The internet is a fast-paced environment in which information is created, moved, archived, and deleted rapidly. As such, a site you link to this year may no longer exist next year, or the organization that maintains the information may have moved it. For this reason, it is essential that you regularly check the links you would like to maintain. Links will not automatically update on their own. For more information regarding this characteristic of the internet, read about link rot on Wikipedia.
 

Finding broken links

Because broken links are a common occurrence on the internet, a huge range of very easy-to-use tools are available to find them. If you'd like to find broken links across your entire site, services like Broken Link Checker can generate a report in seconds. Alternately, if you'd like to be able to click a button and see all links highlighted in red or green by whether or not they're working, you can get a link checker extension like Check My Links (Chrome) or Pinger (Firefox). Keep in mind that broken link checkers may occasionally return some unexpected information, such as saying Blackboard or a mail service is a broken link. This is usually because these pages require logins to work or have special configurations that the link checker does not understand.

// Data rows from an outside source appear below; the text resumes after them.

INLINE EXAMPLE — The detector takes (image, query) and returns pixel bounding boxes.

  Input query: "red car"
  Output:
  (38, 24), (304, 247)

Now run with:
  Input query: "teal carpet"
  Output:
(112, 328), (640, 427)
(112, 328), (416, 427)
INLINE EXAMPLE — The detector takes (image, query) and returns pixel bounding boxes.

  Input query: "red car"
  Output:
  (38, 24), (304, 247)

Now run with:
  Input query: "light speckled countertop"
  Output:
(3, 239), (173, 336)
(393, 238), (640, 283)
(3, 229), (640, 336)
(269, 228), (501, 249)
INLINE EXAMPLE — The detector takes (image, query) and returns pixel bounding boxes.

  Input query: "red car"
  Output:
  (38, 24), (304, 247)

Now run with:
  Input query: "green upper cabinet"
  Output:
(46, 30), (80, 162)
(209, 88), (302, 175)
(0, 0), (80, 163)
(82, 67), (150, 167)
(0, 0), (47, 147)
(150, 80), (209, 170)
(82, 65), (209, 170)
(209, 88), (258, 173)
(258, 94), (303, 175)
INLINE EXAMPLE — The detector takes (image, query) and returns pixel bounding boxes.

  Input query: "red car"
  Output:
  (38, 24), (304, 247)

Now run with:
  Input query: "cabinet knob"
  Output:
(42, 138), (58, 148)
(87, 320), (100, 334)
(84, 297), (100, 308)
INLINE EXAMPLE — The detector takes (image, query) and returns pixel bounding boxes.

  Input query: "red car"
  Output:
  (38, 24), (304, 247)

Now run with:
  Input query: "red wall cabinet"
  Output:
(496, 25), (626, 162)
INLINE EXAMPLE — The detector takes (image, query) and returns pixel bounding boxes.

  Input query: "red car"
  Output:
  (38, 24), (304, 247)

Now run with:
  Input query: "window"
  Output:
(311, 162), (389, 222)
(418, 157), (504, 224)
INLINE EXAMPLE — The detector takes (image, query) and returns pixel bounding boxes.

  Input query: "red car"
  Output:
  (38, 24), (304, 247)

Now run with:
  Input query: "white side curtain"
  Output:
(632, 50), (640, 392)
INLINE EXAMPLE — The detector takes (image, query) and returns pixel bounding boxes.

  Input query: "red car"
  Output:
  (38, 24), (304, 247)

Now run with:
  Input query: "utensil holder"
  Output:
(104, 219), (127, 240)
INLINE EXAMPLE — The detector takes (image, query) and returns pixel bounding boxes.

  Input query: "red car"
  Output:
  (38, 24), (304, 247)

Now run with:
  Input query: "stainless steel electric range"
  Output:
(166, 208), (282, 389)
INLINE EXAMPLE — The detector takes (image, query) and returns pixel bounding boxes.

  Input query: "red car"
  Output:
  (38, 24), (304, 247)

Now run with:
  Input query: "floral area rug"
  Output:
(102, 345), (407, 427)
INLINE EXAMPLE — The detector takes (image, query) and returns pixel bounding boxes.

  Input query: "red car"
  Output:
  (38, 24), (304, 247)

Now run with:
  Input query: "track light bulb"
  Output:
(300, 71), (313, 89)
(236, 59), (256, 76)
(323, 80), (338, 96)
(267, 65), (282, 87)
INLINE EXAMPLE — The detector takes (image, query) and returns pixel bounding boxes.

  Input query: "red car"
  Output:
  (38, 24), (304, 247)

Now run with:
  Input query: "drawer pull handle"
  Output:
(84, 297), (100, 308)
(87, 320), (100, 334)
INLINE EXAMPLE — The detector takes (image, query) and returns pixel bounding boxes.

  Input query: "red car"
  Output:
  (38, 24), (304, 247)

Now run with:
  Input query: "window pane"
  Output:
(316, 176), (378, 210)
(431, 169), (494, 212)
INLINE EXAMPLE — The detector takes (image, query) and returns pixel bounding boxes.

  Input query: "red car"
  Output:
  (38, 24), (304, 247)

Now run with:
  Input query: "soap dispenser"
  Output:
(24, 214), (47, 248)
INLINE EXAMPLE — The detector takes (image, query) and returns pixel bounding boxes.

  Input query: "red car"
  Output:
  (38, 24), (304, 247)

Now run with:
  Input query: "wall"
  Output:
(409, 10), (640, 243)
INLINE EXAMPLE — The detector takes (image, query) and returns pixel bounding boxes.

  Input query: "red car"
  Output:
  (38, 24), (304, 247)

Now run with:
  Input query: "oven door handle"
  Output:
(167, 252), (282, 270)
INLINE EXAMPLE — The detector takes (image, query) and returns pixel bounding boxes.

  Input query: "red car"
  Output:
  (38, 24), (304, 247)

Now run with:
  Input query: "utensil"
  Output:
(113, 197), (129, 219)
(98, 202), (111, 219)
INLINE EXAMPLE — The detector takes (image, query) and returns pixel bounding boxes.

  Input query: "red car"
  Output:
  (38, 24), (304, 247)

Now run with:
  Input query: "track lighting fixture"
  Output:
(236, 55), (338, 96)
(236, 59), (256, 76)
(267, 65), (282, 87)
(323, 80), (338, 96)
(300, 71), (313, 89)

You are only responsible for the links within the content areas you can edit.

Fixing a broken link

  1. Open the page with the broken link in TERMINALFOUR

  2. Click "Modify" on the piece of content with the broken link

  3. Place your cursor in the link you'd like to update

  4. Clear the link by clicking the broken chain icon break link icon in the upper right of your editor.

  5. Highlight the content to be re-linked

  6. If this will be a link to a page in your own site (internal link), click the site structure icon site structure icon and then choose the page to link to.

    -- or --

    If this will be a link to a page that's not on your site (external link), click the chain icon chain icon and paste your updated link in the popup.

  7. Update and approve the content

Tips

  • Carefully select and implement links, and verify them regularly after publication.
  • Avoid linking to pages deep in a website (deep linking) as these links are likely to break over time due to restructures.
  • The only links that you can be sure will not break are those pointing to pages you maintain.
  • Even if a link isn't broken, you should still check the page it points to carefully. The content may have changed and may no longer be relevant.
  • When an important link breaks, contact the department that owns it. They will be able to point you to the resource's new location.